The first thing we must note in fairness to Citigroup is that although it agreed to pay $180 million, it didn’t admit it had done anything wrong. All it admitted was that the SEC had jurisdiction over the bank and “the subject matter of these proceedings.” In response to that admission the SEC could have issued a two-sentence order reciting Citigroup’s admissions and concluding that as a result, Citigroup had agreed to pay the SEC $180 million. Of course, not even a very big bank agrees to pay $180 million to the SEC just because the SEC has jurisdiction over the bank and the subject matter. The SEC knew that many people would wonder why the bank would pay so much if those were the only questions before it. Therefore, in order to explain why the bank agreed to pay that amount, the SEC wrote an eight page order in which it recited all the things Citigroup didn’t admit it had done. Here are a few of them..

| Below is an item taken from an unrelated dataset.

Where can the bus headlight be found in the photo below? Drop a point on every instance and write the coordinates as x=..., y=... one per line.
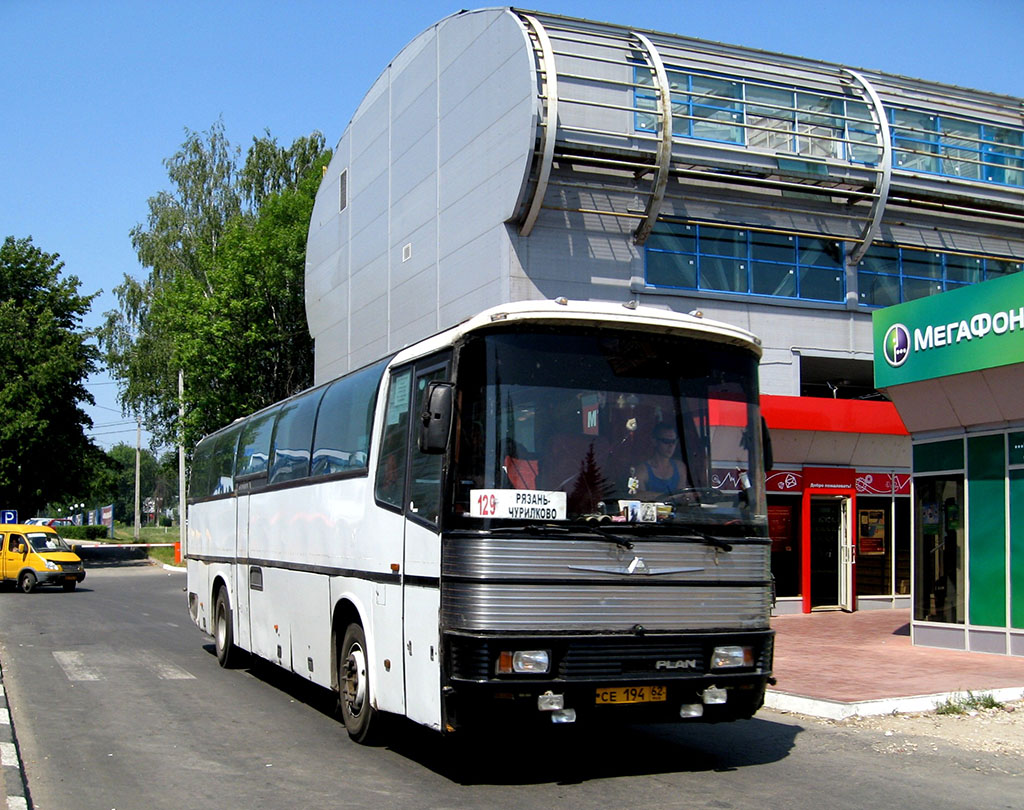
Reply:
x=724, y=657
x=529, y=662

It did not admit that it had raised “approximately $2.898 billion from approximately 4,000 investors” to invest in funds that were described by Citibank financial advisers as being suitable for traditional bond investors even though the marketing documents specifically said the funds “should not be viewed as a bond substitute.” Citigroup did not admit that it led investors to believe that the funds in which they were investing were better than the bonds Citigroup did not admit it encouraged investors to sell in order to generate funds to buy the securities Citigroup did not admit it was offering to those investors. Citigroup did not admit that it told investors that the investment it did not admit it was selling had “the same risk profile as a municipal bond investment but with a slightly higher return.” Citigroup did not admit it continued to misrepresent the quality of the investments it did not admit it was selling “even as the funds’ performance significantly declined and the risk of investor losses increased.” It did not admit that it failed to “adopt and implement policies and procedures to prevent misrepresentations made to investors. Other activities in which Citigroup did not admit engaging in can be found by reading the eight page Order that can be found on line.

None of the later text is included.